Parliament returns this week and there will be only one show in town and that is the on going agony over Brexit. On Thursday we will start the first of two days on the Repeal Bill as we continue to progress this bizarre and disastrous endeavour. The repeal bill is a mess and it is impossible to think of a more crude and dysfunctional instrument to unpack the thousands of EU laws that define our legislative relationship with Europe. The Government have even come up with the imaginative solution of ‘Henry the 8th Powers’ simply giving itself legislative authority over large swathes of laws untroubled by democratic oversight. It allows the blueprint for an assault on Scotland’s devolution arrangements and says nothing about returning EU powers to Scotland. I think it’s fair to say I will not be voting for it in a month of Sundays.


Then there are the negotiations. Let me put my cards on the table about how I observe these tricky conversations – and I will try and lay them down as sensitively and delicately as I possibly can. Never before has an enterprise of such political significance been prosecuted with such utter, delusional, cluelessness. It’s hard to think of major international negotiations being handled so ineptly and chaotically and it’s like we’ve put the clowns in charge of the Brexit circus. Observing how things are going you just can not help but conclude that this is going to be really, really bad.

The UK negotiators singularly fail to understand the dynamic at the heart of the negotiations and continue to promote the delusional view that we can ‘have cake and eat it’. On the other hand skilled EU negotiators (like trying to explain to stroppy children) patiently explain to them that you are either in or out of a club. Next to no progress has been made and we are out of the EU in little more than 18 months. Meanwhile EU nationals in our communities are starting to leave unsure of their status and holidaymakers coming back from the Costas and Playas are almost impoverished with the crashing post referendum pound.

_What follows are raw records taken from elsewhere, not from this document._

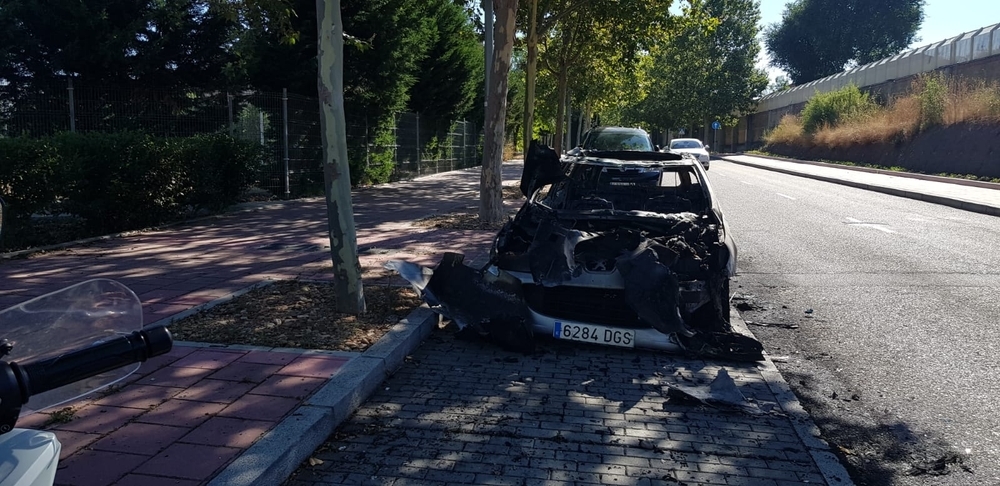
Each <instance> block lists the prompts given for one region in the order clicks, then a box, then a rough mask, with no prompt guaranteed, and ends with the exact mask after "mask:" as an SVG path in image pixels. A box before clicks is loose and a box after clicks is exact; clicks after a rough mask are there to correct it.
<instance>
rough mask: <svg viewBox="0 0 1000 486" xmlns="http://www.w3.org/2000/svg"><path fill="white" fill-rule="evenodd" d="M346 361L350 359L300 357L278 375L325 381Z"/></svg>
mask: <svg viewBox="0 0 1000 486" xmlns="http://www.w3.org/2000/svg"><path fill="white" fill-rule="evenodd" d="M348 361H350V358H341V357H336V356H330V357H317V356H300V357H298V358H295V359H294V360H293V361H292V362H291V363H288V364H287V365H285V367H283V368H281V370H280V371H278V374H280V375H293V376H305V377H309V378H322V379H326V378H329V377H331V376H333V374H334V373H336V372H337V370H339V369H340V368H342V367H343V366H344V364H346V363H347V362H348Z"/></svg>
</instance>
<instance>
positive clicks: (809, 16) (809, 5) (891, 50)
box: [764, 0, 924, 84]
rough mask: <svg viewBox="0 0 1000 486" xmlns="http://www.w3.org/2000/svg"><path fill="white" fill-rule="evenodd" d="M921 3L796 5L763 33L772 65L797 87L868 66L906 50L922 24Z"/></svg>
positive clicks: (861, 0) (857, 2)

Looking at this in the round the UK is currently engaged in almost unprecedented national self harm with this Brexit project. We are indulging in a grotesque episode of economic, political and cultural self flagellation and, by god, we’re determined to give ourselves a damned good thrashing. Opting for the hardest of hard Brexits we are reaching for the most painful implement in the box and the pain will be felt for years to come.


Every single person in Scotland is going to be worse off following Brexit with the Fraser of Allander Institute estimating that it could cost Scotland up to £8 billion with 80 000 being made unemployed whilst our economy takes a 5% hit in GDP. Our plan for Scotland to avoid the worst of the madness was comprehensively rejected before the ink was barely dry and it looks like Scotland will be shackled to the rest of the UK as we motor ever closer to the cliff edge, regardless of how we voted on the project.

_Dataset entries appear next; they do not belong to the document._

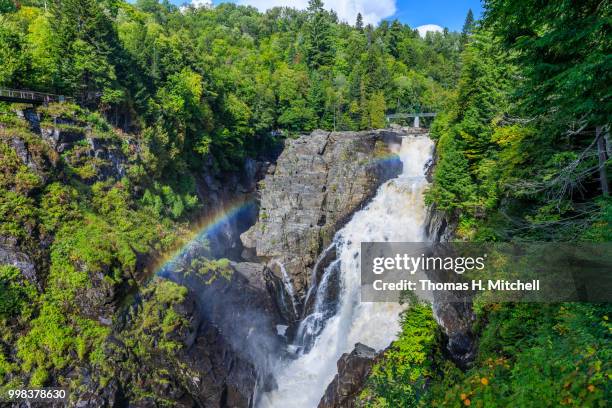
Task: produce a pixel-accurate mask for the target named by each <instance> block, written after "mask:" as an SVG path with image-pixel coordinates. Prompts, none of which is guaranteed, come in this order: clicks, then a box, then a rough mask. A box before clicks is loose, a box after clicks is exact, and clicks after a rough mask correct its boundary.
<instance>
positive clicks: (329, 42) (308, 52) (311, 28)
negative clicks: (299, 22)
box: [306, 0, 333, 68]
mask: <svg viewBox="0 0 612 408" xmlns="http://www.w3.org/2000/svg"><path fill="white" fill-rule="evenodd" d="M306 38H307V44H306V46H307V59H308V65H309V66H310V67H312V68H319V67H321V66H324V65H329V64H330V63H331V61H332V59H333V41H332V27H331V18H330V14H329V13H328V12H327V11H325V10H324V9H323V2H322V1H321V0H310V1H309V2H308V24H307V26H306Z"/></svg>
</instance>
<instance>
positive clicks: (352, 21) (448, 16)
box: [171, 0, 482, 31]
mask: <svg viewBox="0 0 612 408" xmlns="http://www.w3.org/2000/svg"><path fill="white" fill-rule="evenodd" d="M171 1H172V3H174V4H177V5H181V4H183V3H185V2H191V1H194V2H195V3H198V2H200V4H201V3H202V2H206V1H209V0H171ZM224 1H232V2H234V3H242V4H250V5H253V6H256V7H258V8H259V9H262V10H263V9H266V8H268V7H271V6H276V5H286V6H293V7H297V8H304V7H305V5H306V4H307V3H308V0H213V2H214V4H219V3H220V2H224ZM323 2H324V3H325V5H326V6H328V7H332V8H334V9H335V10H336V11H337V12H338V14H339V15H340V17H341V18H342V17H343V16H344V19H345V20H347V21H349V22H353V21H354V20H353V19H352V18H353V15H355V14H356V12H361V13H362V14H363V15H364V17H365V20H366V22H377V21H379V20H380V19H383V18H384V19H393V18H397V19H399V20H400V21H401V22H403V23H406V24H408V25H409V26H411V27H413V28H416V27H418V26H421V25H425V24H435V25H439V26H441V27H448V28H449V29H450V30H455V31H459V30H461V27H462V26H463V22H464V21H465V15H466V14H467V11H468V9H469V8H471V9H472V11H473V12H474V16H475V17H476V18H478V17H480V15H481V13H482V5H481V0H323ZM368 20H369V21H368Z"/></svg>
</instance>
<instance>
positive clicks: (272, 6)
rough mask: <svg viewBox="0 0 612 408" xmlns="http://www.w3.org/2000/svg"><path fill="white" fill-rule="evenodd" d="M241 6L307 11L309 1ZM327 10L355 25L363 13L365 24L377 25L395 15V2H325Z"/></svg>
mask: <svg viewBox="0 0 612 408" xmlns="http://www.w3.org/2000/svg"><path fill="white" fill-rule="evenodd" d="M238 3H239V4H246V5H250V6H254V7H257V8H258V9H259V10H261V11H265V10H267V9H270V8H272V7H280V6H285V7H294V8H297V9H305V8H306V7H308V0H239V1H238ZM323 3H324V5H325V8H326V9H327V10H334V11H335V12H336V13H337V14H338V17H339V18H340V20H342V21H346V22H347V23H350V24H355V20H356V19H357V13H361V15H362V16H363V21H364V23H365V24H377V23H378V22H379V21H380V20H382V19H383V18H386V17H389V16H392V15H393V14H395V10H396V7H395V0H375V1H372V0H323Z"/></svg>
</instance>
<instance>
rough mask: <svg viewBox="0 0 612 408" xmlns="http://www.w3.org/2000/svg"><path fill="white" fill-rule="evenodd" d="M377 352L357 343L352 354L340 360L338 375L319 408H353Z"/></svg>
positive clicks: (372, 348)
mask: <svg viewBox="0 0 612 408" xmlns="http://www.w3.org/2000/svg"><path fill="white" fill-rule="evenodd" d="M377 356H378V354H377V353H376V350H374V349H373V348H370V347H368V346H366V345H364V344H361V343H357V344H355V348H354V349H353V351H351V352H350V353H344V354H343V355H342V357H340V359H339V360H338V374H336V376H335V377H334V379H333V380H332V382H331V383H330V384H329V385H328V386H327V389H326V390H325V394H324V395H323V398H321V401H320V402H319V406H318V408H353V407H355V406H356V405H355V400H356V397H357V396H358V395H359V393H360V392H361V390H362V389H363V386H364V384H365V380H366V379H367V378H368V375H369V374H370V371H371V370H372V366H373V365H374V363H375V362H376V358H377Z"/></svg>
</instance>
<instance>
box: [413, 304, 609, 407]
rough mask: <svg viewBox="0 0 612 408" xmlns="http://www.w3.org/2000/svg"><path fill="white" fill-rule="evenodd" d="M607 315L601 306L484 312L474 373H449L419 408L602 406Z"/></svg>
mask: <svg viewBox="0 0 612 408" xmlns="http://www.w3.org/2000/svg"><path fill="white" fill-rule="evenodd" d="M609 315H610V308H609V306H606V305H590V304H579V303H567V304H548V305H543V304H526V303H523V304H508V305H501V304H493V305H486V306H484V308H483V309H482V310H480V313H479V322H480V323H479V324H480V325H481V327H483V328H482V332H481V333H480V338H481V340H480V349H479V353H478V359H477V361H476V362H475V364H474V367H473V368H471V369H469V370H468V371H466V372H461V371H459V370H458V369H456V368H454V369H453V368H447V370H448V371H447V372H445V373H444V374H445V375H444V377H440V378H439V380H436V382H434V383H433V385H432V387H431V390H430V391H429V392H428V393H427V397H426V399H424V400H423V406H431V407H449V406H450V407H460V406H467V405H470V406H483V407H485V406H486V407H507V406H514V405H516V406H521V407H542V406H546V407H557V406H573V407H585V406H589V407H604V406H607V403H606V392H607V391H606V390H607V387H608V386H609V379H608V373H609V372H610V357H611V356H610V348H609V346H608V344H607V343H608V342H609V340H610V339H609V336H610V323H609ZM484 323H486V325H484Z"/></svg>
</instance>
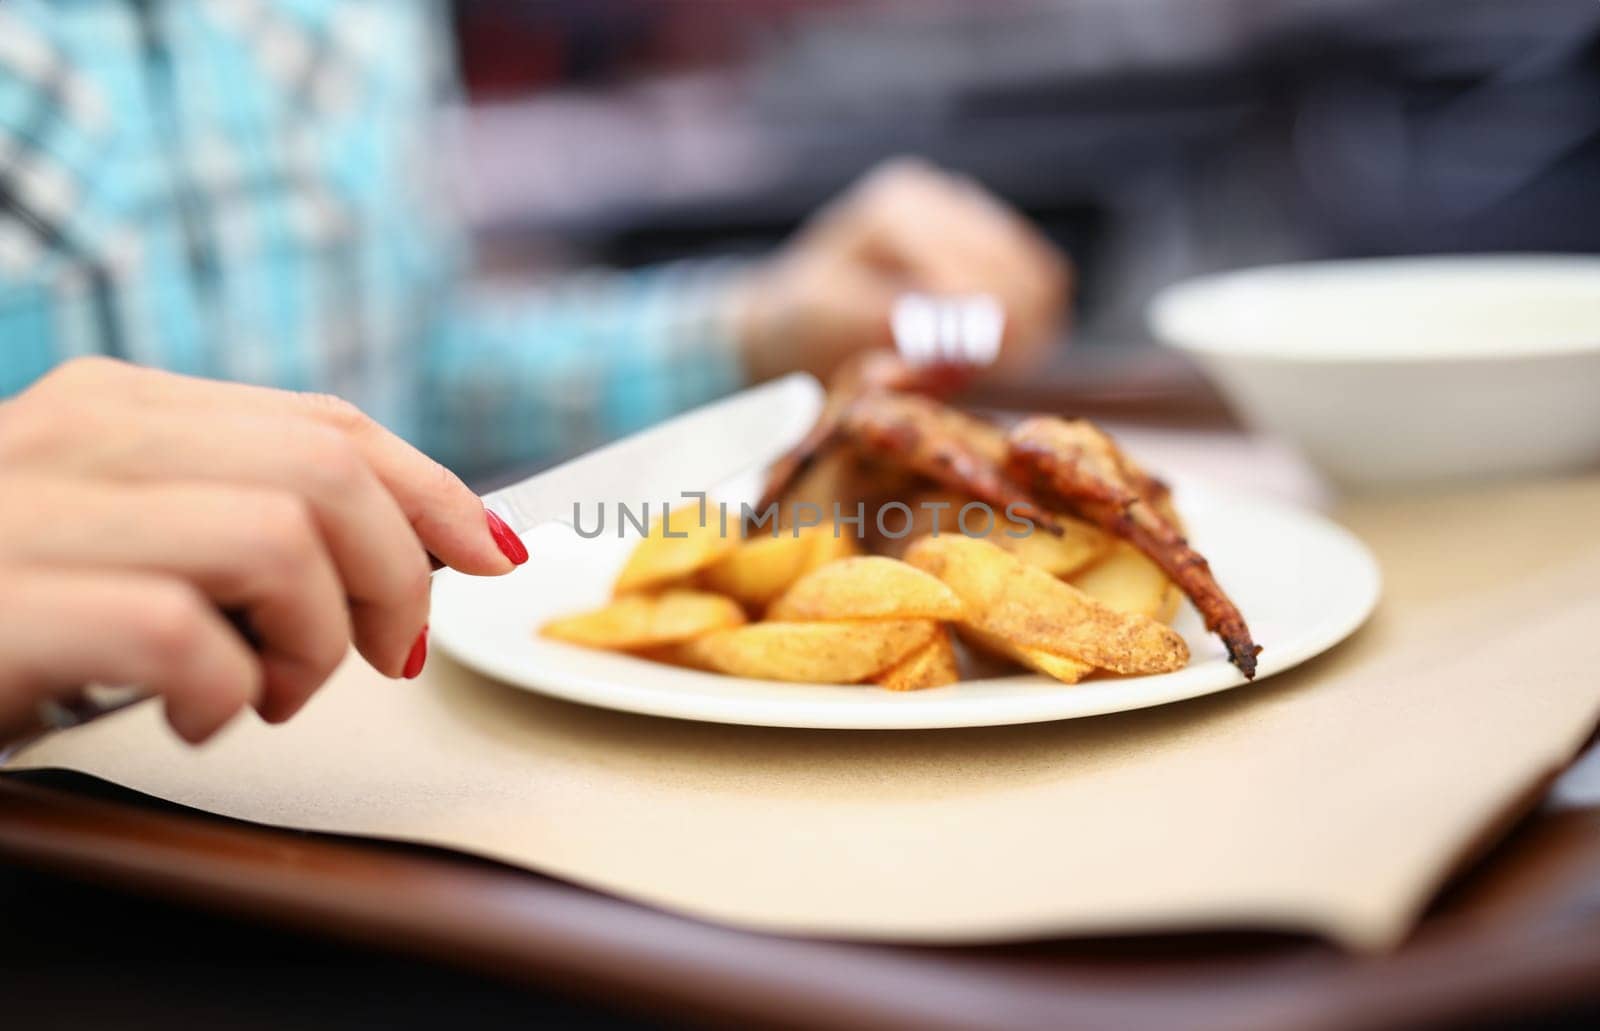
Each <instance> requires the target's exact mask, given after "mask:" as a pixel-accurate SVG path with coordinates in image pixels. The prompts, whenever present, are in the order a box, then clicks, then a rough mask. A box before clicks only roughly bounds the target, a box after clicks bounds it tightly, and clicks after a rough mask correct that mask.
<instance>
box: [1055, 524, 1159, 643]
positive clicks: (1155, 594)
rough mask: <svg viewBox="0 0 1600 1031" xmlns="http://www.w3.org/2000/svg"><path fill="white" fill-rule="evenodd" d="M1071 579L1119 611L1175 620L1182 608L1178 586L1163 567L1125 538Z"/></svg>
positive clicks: (1111, 606)
mask: <svg viewBox="0 0 1600 1031" xmlns="http://www.w3.org/2000/svg"><path fill="white" fill-rule="evenodd" d="M1067 583H1070V584H1072V586H1074V588H1077V589H1078V591H1082V592H1083V594H1088V596H1090V597H1093V599H1094V600H1098V602H1101V604H1104V605H1110V607H1112V608H1115V610H1117V612H1134V613H1139V615H1141V616H1150V618H1152V620H1157V621H1160V623H1171V621H1173V615H1174V613H1176V612H1178V588H1176V586H1174V584H1173V581H1170V580H1166V573H1163V572H1162V567H1158V565H1155V562H1152V560H1150V559H1147V557H1146V556H1144V552H1141V551H1139V549H1138V548H1134V546H1133V544H1128V543H1125V541H1117V543H1115V546H1112V549H1110V552H1109V554H1107V556H1106V557H1104V559H1099V560H1098V562H1094V565H1091V567H1088V568H1086V570H1082V572H1078V573H1075V575H1074V576H1070V578H1067Z"/></svg>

Staying with the transport metaphors the good ship UK is currently on full course to hit the Brexit iceberg and the last of the engines has just been stoked up. On deck the ‘negotiators’ aimlessly re-organise the deckchairs comforting themselves with tales of ‘international trade deals’. But below decks attached to the side of this stricken, doomed, empty vessel their remains a lifeboat for Scotland. All we need to do is get on board, lower it down, and row as quickly as possible to the shores of sanity.